Boosting Adult System Education in Agriculture
Start date: Oct 15, 2015,
End date: Oct 14, 2017
PROJECT
FINISHED
Adult education addresses three distinct sets of priorities in socio economic development: the needs and goals of individuals, the needs and goals of the institution, and the needs and goals of the society. Adult education program in agriculture has reached a significant level of importance. Local academic systems should accept responsibility for offering adult education programs that meet the needs of the agriculture/agribusiness industry and entrepreneurs. In modern times, generation and application of agricultural knowledge demand that people working and seeking jobs in agriculture academic and business sector pursue education beyond secondary schools. Local adult agriculture programs can address this demand through carefully prepared and evidence based curricula provision. Project objectives are therefore structured to enhance the cooperation between academia and business sectors in agriculture field and to particularly address the training needs of adult agriculture educators who are the primary target group of the project that will consequently improve the system of adult education in the field of agriculture and rural development in Europe wide communities in the East and South.

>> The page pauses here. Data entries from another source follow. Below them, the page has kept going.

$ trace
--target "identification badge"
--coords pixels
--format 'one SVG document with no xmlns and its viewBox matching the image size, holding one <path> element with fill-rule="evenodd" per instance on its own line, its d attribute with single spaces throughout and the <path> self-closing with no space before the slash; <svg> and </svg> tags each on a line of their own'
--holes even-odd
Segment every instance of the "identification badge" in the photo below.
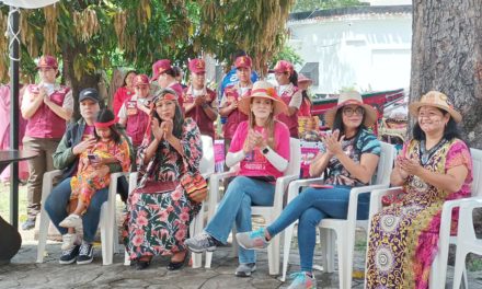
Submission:
<svg viewBox="0 0 482 289">
<path fill-rule="evenodd" d="M 126 103 L 127 115 L 137 115 L 137 102 L 128 101 Z"/>
</svg>

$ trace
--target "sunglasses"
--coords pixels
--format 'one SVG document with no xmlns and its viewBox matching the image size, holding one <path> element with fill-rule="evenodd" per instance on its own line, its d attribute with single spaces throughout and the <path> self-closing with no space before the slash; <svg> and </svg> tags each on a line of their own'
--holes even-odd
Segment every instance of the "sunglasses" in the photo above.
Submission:
<svg viewBox="0 0 482 289">
<path fill-rule="evenodd" d="M 357 115 L 365 115 L 365 109 L 363 107 L 343 107 L 343 114 L 346 116 L 352 116 L 353 114 L 357 114 Z"/>
</svg>

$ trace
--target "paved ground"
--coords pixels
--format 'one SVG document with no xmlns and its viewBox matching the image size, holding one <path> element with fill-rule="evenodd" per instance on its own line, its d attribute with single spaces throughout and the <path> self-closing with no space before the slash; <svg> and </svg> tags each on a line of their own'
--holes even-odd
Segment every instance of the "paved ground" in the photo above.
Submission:
<svg viewBox="0 0 482 289">
<path fill-rule="evenodd" d="M 186 267 L 180 271 L 168 271 L 167 257 L 154 258 L 151 267 L 137 271 L 124 266 L 124 256 L 116 254 L 114 264 L 102 265 L 100 246 L 95 258 L 89 265 L 59 265 L 60 244 L 49 242 L 48 255 L 44 264 L 36 264 L 36 241 L 25 241 L 19 254 L 10 265 L 0 266 L 0 288 L 286 288 L 289 281 L 282 282 L 277 276 L 267 273 L 267 256 L 259 254 L 257 271 L 251 278 L 238 278 L 233 275 L 237 258 L 231 247 L 221 247 L 215 252 L 210 269 Z M 355 271 L 363 268 L 362 251 L 356 252 Z M 321 264 L 320 251 L 315 263 Z M 297 271 L 299 258 L 297 250 L 291 250 L 289 273 Z M 452 268 L 450 267 L 450 270 Z M 338 288 L 337 273 L 324 274 L 315 270 L 318 288 Z M 451 271 L 449 271 L 451 275 Z M 450 277 L 448 287 L 451 288 Z M 482 288 L 482 271 L 469 273 L 469 288 Z M 354 279 L 353 288 L 363 288 L 363 279 Z"/>
</svg>

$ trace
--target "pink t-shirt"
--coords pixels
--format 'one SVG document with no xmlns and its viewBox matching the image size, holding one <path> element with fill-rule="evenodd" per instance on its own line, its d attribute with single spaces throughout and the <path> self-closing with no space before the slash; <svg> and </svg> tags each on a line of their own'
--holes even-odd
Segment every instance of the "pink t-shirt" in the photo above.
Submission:
<svg viewBox="0 0 482 289">
<path fill-rule="evenodd" d="M 242 122 L 239 124 L 234 136 L 232 137 L 231 147 L 229 152 L 238 152 L 242 150 L 244 140 L 248 137 L 250 125 L 248 122 Z M 254 130 L 260 131 L 266 136 L 266 131 L 263 127 L 255 127 Z M 285 160 L 289 161 L 289 130 L 288 127 L 279 122 L 275 122 L 275 146 L 272 148 L 276 153 L 283 157 Z M 266 176 L 272 175 L 274 177 L 283 176 L 283 172 L 276 170 L 273 164 L 264 157 L 260 149 L 254 149 L 249 153 L 244 160 L 241 161 L 240 171 L 238 175 L 246 176 Z"/>
</svg>

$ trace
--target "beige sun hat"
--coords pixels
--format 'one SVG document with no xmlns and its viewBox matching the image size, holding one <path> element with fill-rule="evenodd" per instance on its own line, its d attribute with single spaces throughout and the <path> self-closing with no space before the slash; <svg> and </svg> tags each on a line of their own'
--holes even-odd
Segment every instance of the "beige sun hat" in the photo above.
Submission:
<svg viewBox="0 0 482 289">
<path fill-rule="evenodd" d="M 273 84 L 271 84 L 267 81 L 256 81 L 253 84 L 253 89 L 251 90 L 251 94 L 241 97 L 241 100 L 238 103 L 238 109 L 242 112 L 245 115 L 250 115 L 251 112 L 251 99 L 252 97 L 265 97 L 273 101 L 274 105 L 274 115 L 278 115 L 280 113 L 285 113 L 288 107 L 283 102 L 283 100 L 278 96 L 276 93 L 276 89 Z"/>
<path fill-rule="evenodd" d="M 409 112 L 414 116 L 418 116 L 418 109 L 422 106 L 434 106 L 446 111 L 450 114 L 456 123 L 462 120 L 462 115 L 454 109 L 454 104 L 450 102 L 447 95 L 439 91 L 429 91 L 422 95 L 418 102 L 414 102 L 409 105 Z"/>
<path fill-rule="evenodd" d="M 329 109 L 324 114 L 324 122 L 326 123 L 326 125 L 329 127 L 333 127 L 333 122 L 335 120 L 336 112 L 341 107 L 348 105 L 348 104 L 356 104 L 356 105 L 362 106 L 365 109 L 364 125 L 366 127 L 370 127 L 377 122 L 377 118 L 378 118 L 377 109 L 371 107 L 371 105 L 369 105 L 369 104 L 365 104 L 362 99 L 362 94 L 359 94 L 359 92 L 349 91 L 349 92 L 342 92 L 338 96 L 337 105 L 335 107 Z"/>
</svg>

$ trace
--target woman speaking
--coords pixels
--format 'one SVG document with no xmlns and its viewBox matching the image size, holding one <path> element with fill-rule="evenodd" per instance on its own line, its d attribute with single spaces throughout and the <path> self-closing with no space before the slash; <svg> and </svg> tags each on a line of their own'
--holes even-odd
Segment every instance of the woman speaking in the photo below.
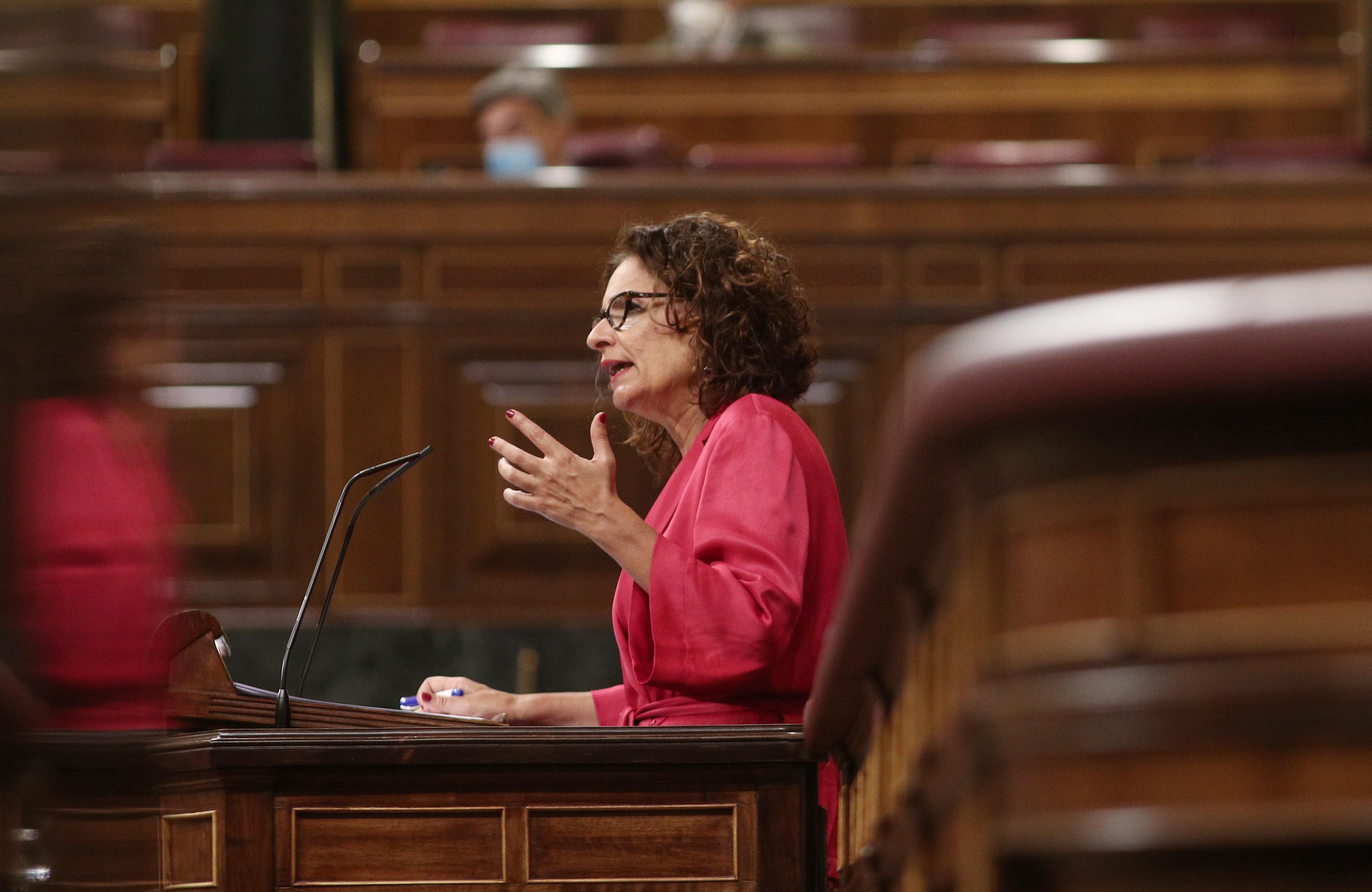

Through its milestone activities grouped under training courses, webinars, online platform and web site development, Methodology and training syllabus on establishing and operating the LLL agri-units within open-university approach and setting up of the LLL agri-units, the Agri Base project will target 300 adult agriculture educators per country (3000 in total) who will be the key resource for further impact and long term benefits in the cooperation between academia and business sector in the field.
The consortium approach in forming the Value Added Partnership will have a multiplier effect in terms of: (1) Access to a broader and higher quality range of professional development; (2) Stronger platform for succession planning and dissemination; (3) Better use of resources; (4) Increased innovation potential of wider European regions, and (5) Fostered potential for replication, sustainability and impact in a number of European agricultural communities in the East and South.